Diceware Implementation (Part 2)

Last time I presented an implementation of the Diceware method for generating a secure password. Today I'd like to finish up with a few details.

First, the careful reader might wonder why I generated 4 random bytes with RAND_bytes instead of 2. After all, 2 bytes is more than enough to express 7,776 so we've wasted two bytes worth of entropy. The reason is that the modulo operation gives a slight bias against the higher numbers and this bias is more pronounced when the modulus and largest random integer are closer together. For example using 2 bytes, the 65,536 integers results in the numbers 0–3,326 being generated 9 times but the numbers 3,327–7,775 are generated only 8 times. That means that the lower numbers are generated 1.125 times as often as the high numbers. That's a significant bias.

By using 32-bit random integers we get the numbers 0–2,558 generated 552,337 times and the numbers 2,559–7,775 generated 552,336 times. Thus, while there is still a bias it is much less: the lower numbers are generated 1.0000018 times more often than the high numbers.

Second, Apple has deprecated RAND_bytes as of Lion but Google doesn't know why or what they anticipate will replace it (or at least my Google-fu is insufficient to discover these things). If anyone knows what's going on here, please leave a comment.

Third, RAND_bytes uses /dev/urandom to seed the PRNG. If your system doesn't have /dev/urandom (RAND_bytes will return 0) you must seed it yourself with RAND_add.

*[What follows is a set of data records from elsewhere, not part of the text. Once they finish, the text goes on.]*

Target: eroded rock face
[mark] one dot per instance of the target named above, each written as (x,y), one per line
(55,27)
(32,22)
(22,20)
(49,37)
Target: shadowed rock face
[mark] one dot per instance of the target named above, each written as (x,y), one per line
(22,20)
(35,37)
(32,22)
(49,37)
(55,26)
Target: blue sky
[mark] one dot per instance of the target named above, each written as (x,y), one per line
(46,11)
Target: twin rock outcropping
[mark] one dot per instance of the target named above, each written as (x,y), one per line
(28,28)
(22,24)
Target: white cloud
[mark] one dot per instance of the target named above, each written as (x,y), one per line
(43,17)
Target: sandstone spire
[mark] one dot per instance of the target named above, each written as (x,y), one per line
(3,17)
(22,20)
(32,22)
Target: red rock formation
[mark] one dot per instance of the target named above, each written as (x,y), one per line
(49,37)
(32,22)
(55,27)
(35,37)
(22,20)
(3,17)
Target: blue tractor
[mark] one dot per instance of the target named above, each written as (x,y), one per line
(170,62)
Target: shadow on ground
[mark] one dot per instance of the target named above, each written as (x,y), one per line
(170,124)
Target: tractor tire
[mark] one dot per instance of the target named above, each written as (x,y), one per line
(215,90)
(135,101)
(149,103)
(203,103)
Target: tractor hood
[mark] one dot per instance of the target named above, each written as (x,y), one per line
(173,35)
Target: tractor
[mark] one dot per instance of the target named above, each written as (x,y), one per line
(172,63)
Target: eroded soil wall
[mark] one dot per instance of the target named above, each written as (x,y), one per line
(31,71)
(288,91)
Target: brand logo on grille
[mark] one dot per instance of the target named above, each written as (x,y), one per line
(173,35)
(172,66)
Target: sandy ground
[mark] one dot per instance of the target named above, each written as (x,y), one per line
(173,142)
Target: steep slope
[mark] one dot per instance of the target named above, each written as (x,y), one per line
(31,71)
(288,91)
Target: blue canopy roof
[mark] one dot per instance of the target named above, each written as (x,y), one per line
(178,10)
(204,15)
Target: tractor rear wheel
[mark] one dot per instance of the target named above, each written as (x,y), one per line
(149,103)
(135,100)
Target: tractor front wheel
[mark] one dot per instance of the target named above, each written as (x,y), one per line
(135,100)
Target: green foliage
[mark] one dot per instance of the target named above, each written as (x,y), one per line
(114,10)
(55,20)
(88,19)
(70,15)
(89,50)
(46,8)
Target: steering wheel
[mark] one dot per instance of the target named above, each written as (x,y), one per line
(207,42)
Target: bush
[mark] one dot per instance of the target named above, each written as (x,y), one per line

Fourth, compile the C code with

gcc -Wall -lcrypto diceware.c

Finally, a word about master passwords. As I said in the previous post, you really want to have one master password that is strong but reasonably easy to remember that protects all your other passwords. The question is, how do you store those other passwords safely? The obvious answer to is use a password manager such as 1password or KeePass but if you don't want to spend money or deal with third party software, you can keep them in an encrypted Org file as explained in this Minor Emacs Wizardry post. This is what I do and it works out fine except that it isn't integrated into my Web browser the way some of the password managers are. If you roll your own with Emacs and Org mode, make sure you generate strong passwords for your other accounts. You can use something like the makepw utility that I wrote about in my old blog, for instance. If you do use makepw, you might want to have it generate 20 characters instead of 10.

In any event, once you choose a way to manage your passwords, you can use a master password generated by the Diceware method.